Les relations entre le Mali et la France connaissent une nouvelle escalade diplomatique. Bamako dénonce officiellement le soutien apporté par Paris aux rebelles indépendantistes du Front de libération de l’Azawad (FLA), un mouvement touareg qui a relancé une offensive majeure dans le nord du pays à la fin du mois d’avril. Cette accusation, portée par les autorités de transition dirigées par le général Assimi Goïta, sert de levier pour renforcer le discours souverainiste et légitimer les restrictions politiques mises en place depuis les deux coups d’État de 2020 et 2021. Cette crise survient dans un contexte de rupture quasi totale entre les deux nations, marqué par le retrait de la force Barkhane en 2022 et celui de la MINUSMA fin 2023.
Le FLA, héritier d’une lutte historique pour l’autonomie
Le Front de libération de l’Azawad s’appuie sur les restes de l’ancienne Coordination des mouvements de l’Azawad (CMA), dissoute après ses défaites militaires de 2023 face aux Forces armées maliennes (FAMa) et aux groupes paramilitaires russes d’Africa Corps. Ce mouvement incarne à nouveau la quête d’autonomie ou d’indépendance des régions de Kidal, Gao et Tombouctou, un territoire que les indépendantistes touaregs nomment l’Azawad. Cette revendication n’est pas nouvelle : elle a structuré les rébellions de 1963, 1990, 2006 et 2012.
L’offensive récente du FLA marque un tournant après plusieurs mois de restructuration. Les combattants bénéficient désormais d’un contexte opérationnel transformé par la présence des paramilitaires russes aux côtés des FAMa. La bataille de Tinzaouatène, à l’été 2024, où une colonne russo-malienne a essuyé de lourdes pertes face aux rebelles et à des éléments du JNIM, a redonné une nouvelle visibilité stratégique au mouvement.
Des liens franco-touaregs nés dans l’urgence opérationnelle
Les relations entre la France et certaines factions touarègues remontent à l’époque coloniale, mais c’est l’intervention Serval en 2013 qui a scellé une alliance pragmatique. Pour reprendre le contrôle du nord du Mali, alors sous domination djihadiste, l’armée française s’est appuyée sur des groupes comme le Mouvement national de libération de l’Azawad (MNLA) et ses alliés, mieux adaptés au terrain et fiables face à Al-Qaïda au Maghreb islamique. Cette collaboration a nourri, à Bamako, la suspicion d’une entente stratégique entre Paris et les indépendantistes, notamment autour de Kidal, longtemps inaccessible pour les forces maliennes.
Cette coopération s’est progressivement effritée. Au fil de l’enlisement de l’opération Barkhane et de la volonté française de recentrer sa stratégie, les échanges officiels avec la CMA se sont estompés. Le départ des troupes françaises en 2022, exigé par la junte malienne, a définitivement rompu les canaux institutionnels. Privés de soutien occidental majeur, les rebelles se sont tournés vers d’autres appuis régionaux, notamment en Algérie et en Mauritanie, bien que aucun État ne reconnaisse publiquement cette aide.
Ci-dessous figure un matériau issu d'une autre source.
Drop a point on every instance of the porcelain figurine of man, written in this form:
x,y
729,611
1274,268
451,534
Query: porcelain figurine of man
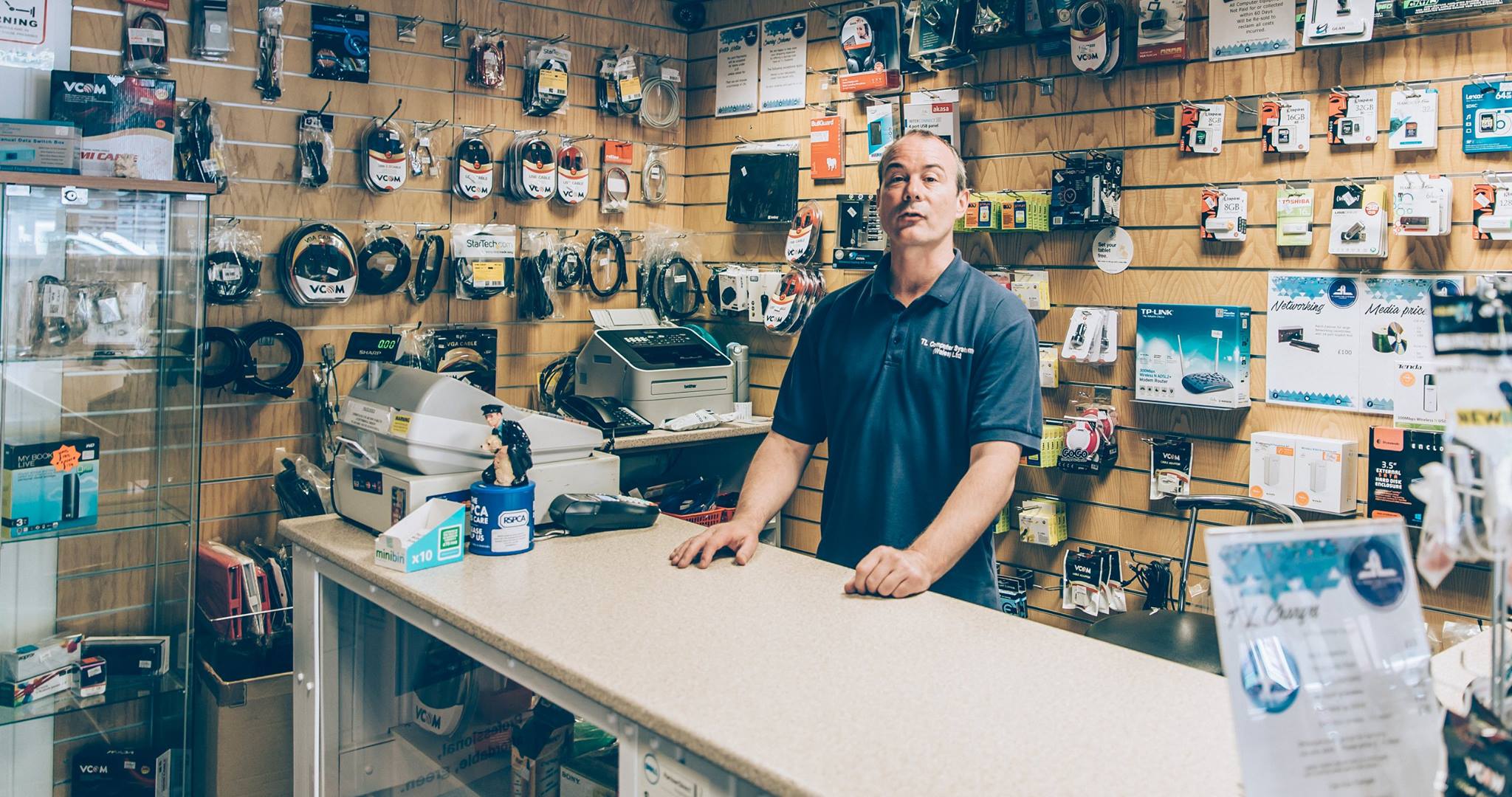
x,y
510,448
Une accusation instrumentalisée pour servir un agenda politique
Les allégations actuelles de Bamako s’inscrivent dans une stratégie bien rodée. Depuis trois ans, les autorités maliennes exploitent la rhétorique anti-française pour fédérer l’opinion publique, marginaliser les oppositions et justifier leur alliance avec Moscou. La création de l’Alliance des États du Sahel (AES) avec le Burkina Faso et le Niger à l’automne 2023, puis son élévation en confédération début 2024, repose en grande partie sur ce socle commun de défiance envers l’ancienne puissance coloniale.
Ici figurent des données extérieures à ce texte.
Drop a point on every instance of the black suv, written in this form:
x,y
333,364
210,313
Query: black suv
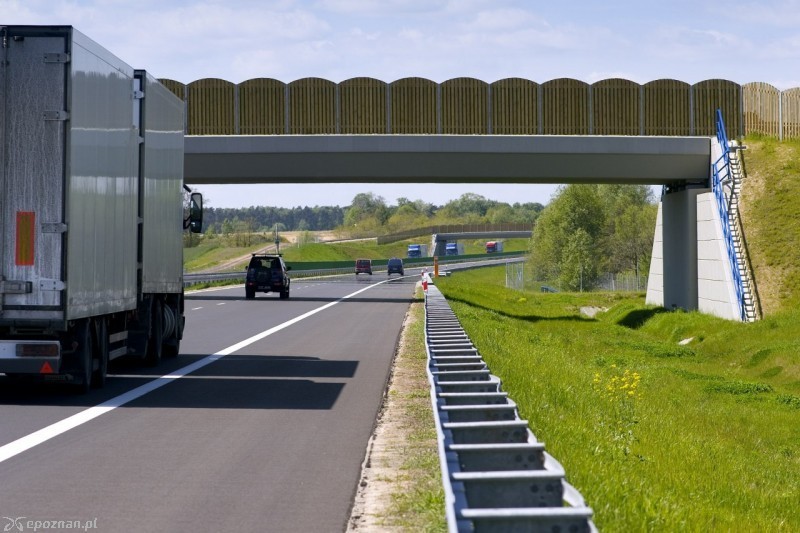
x,y
267,273
394,266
De son côté, Paris dément catégoriquement toute implication dans le conflit. Les responsables français soulignent l’absence totale de coopération militaire, diplomatique ou sécuritaire avec Bamako depuis plusieurs années. Pourtant, les ambiguïtés passées, notamment autour de Kidal et l’utilisation tactique des combattants touaregs pendant Serval, offrent à la junte un argumentaire facile à exploiter. Pour les indépendantistes, cette instrumentalisation crée une illusion de soutien extérieur sans apporter de preuve tangible.
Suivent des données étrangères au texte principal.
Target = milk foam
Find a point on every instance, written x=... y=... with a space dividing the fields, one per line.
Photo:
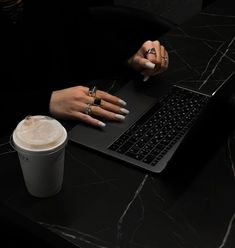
x=39 y=133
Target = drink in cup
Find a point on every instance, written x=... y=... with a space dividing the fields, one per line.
x=40 y=142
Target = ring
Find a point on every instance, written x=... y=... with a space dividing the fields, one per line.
x=87 y=110
x=97 y=101
x=92 y=91
x=150 y=51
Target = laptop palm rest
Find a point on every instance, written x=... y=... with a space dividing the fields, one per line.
x=100 y=138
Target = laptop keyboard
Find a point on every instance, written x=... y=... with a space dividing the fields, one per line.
x=156 y=132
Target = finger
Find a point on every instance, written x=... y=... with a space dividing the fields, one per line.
x=110 y=98
x=113 y=108
x=97 y=111
x=89 y=119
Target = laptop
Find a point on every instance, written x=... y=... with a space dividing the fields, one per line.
x=162 y=121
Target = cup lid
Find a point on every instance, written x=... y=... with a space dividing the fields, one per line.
x=39 y=133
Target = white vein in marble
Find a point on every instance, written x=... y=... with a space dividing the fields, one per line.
x=75 y=235
x=121 y=219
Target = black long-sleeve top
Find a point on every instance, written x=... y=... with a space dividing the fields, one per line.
x=52 y=45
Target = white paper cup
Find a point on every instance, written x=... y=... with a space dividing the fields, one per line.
x=40 y=142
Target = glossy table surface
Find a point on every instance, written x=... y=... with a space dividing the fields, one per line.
x=105 y=203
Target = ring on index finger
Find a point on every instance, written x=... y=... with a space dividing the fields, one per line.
x=151 y=51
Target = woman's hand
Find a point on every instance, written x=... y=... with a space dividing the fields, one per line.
x=78 y=103
x=151 y=59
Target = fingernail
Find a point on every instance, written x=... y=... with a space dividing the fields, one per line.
x=149 y=65
x=146 y=78
x=101 y=124
x=125 y=111
x=120 y=117
x=122 y=102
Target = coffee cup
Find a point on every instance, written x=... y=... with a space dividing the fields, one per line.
x=40 y=142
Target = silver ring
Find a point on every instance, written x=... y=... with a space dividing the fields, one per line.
x=87 y=110
x=150 y=51
x=97 y=101
x=92 y=91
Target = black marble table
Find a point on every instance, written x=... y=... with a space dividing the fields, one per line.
x=105 y=203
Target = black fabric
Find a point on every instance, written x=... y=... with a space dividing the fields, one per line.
x=57 y=44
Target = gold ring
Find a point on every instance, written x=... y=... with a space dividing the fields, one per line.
x=92 y=91
x=87 y=110
x=150 y=51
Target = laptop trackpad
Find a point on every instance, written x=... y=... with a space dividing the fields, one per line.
x=137 y=103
L’avenir du FLA dépendra moins des accusations échangées que de sa capacité à résister militairement face aux FAMa et à Africa Corps, ainsi qu’à reconstruire des alliances politiques dans une région où l’Algérie joue un rôle central. L’histoire des rapports entre la France et les indépendantistes maliens révèle des partenariats opportunistes plutôt qu’un engagement idéologique durable.